I was reading more in Supreme Doctrine. One of Benoit's metaphors is "training". He imagines the mind as a horse being ridden by a horseman. The horse is sort of like "subconscious", although not exactly. It's more like what you do. The horseman periodically (every other moment, or with long stretches in between) interrupts the horse and evaluates it, good or bad. This training is motivated by the idea that "heaven is just around the corner" -- if I can just get/change/accomplish whatever image, my fundamental distress will be solved. Benoit points out that the training itself isn't bad; for example, training your horse is what lets you develop the understanding that leads to enlightenment. In fact, if you try to eliminate the training, thinking that it is the root of your distress (which is, in a sense, true), then you're just training yourself not to train, which is at least as bad!
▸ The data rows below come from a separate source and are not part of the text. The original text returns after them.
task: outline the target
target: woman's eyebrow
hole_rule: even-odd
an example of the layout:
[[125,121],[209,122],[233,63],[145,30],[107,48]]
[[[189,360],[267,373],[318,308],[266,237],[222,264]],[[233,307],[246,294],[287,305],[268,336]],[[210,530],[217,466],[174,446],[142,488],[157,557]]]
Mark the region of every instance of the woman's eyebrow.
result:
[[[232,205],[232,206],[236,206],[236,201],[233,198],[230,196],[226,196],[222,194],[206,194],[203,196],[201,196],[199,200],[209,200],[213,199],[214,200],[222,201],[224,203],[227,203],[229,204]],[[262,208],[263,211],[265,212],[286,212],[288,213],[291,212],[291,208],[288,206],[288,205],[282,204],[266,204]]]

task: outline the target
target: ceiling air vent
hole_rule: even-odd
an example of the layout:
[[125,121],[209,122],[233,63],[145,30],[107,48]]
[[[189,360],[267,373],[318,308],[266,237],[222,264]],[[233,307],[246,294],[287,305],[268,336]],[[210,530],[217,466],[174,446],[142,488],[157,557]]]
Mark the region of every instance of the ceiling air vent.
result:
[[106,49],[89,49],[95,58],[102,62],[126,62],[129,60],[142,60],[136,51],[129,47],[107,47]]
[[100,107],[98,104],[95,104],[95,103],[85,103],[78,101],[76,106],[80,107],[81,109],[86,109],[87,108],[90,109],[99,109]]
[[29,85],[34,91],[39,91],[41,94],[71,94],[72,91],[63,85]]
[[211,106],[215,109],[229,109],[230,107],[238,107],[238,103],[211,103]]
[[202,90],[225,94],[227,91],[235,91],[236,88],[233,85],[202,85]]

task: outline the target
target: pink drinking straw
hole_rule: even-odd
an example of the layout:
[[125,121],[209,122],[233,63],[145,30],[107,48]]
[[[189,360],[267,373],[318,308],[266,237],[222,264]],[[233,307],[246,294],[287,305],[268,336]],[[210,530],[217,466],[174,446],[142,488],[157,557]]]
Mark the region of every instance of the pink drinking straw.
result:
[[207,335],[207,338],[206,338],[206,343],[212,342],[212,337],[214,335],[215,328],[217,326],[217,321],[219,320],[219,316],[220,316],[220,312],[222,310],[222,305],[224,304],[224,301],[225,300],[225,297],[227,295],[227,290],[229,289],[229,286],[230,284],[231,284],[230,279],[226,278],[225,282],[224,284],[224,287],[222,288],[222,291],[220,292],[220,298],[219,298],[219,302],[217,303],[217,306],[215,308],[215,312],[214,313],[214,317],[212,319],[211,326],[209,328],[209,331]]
Anyway, my thought was, what if that is the basal ganglia loop?!? The brain is training itself through the dopamine signal (and probably lots of other signals). Maybe the horseman is cortical control or something else, but the key is that idea of the online training loop. That would suggest that this system is close to whatever in the brain actually is the root of distress. I know I'm getting way ahead of myself and this isn't well-formed at all. There's got to be something here, though.

Sunday, July 15, 2007

don't lay a finger on life

Wednesday, July 11, 2007

another thing with the cognitive scaffolding

I just thought of another purpose for cognitive scaffolding. Cognitive is periodically going to ask, "what's up?", and if it doesn't get a satisfactory answer, it will get agitated and start messing around. For cognitive to keep quiet, it needs an explanation of the situation in its own terms.

Tuesday, July 10, 2007

Monday, July 09, 2007

cognitive scaffolding for non-cognitive development

Here is another idea.

Not all personal development is cognitive. But maybe cognitive processes can facilitate non-cognitive development in some cases. An example would be where cognitive simply knows that it's not the whole picture. Or cognitive can get feedback and learn which of its patterns are leading into good transcognitive states.

Because cognitive is doing this stuff, it either stops itself from fucking up other processes, or actively helps growth, maybe by remembering to "do" a spiritual practice. (I love how cognitive thinks it is "doing" :-) ... not that it's not :-) ...)

This might be related to good kid's stories, which have deep messages whose motivation can't be understood by the kids; yet the pithy statement of the message sticks with the kid and guides them to absorb experiences that help to flesh out the motivation.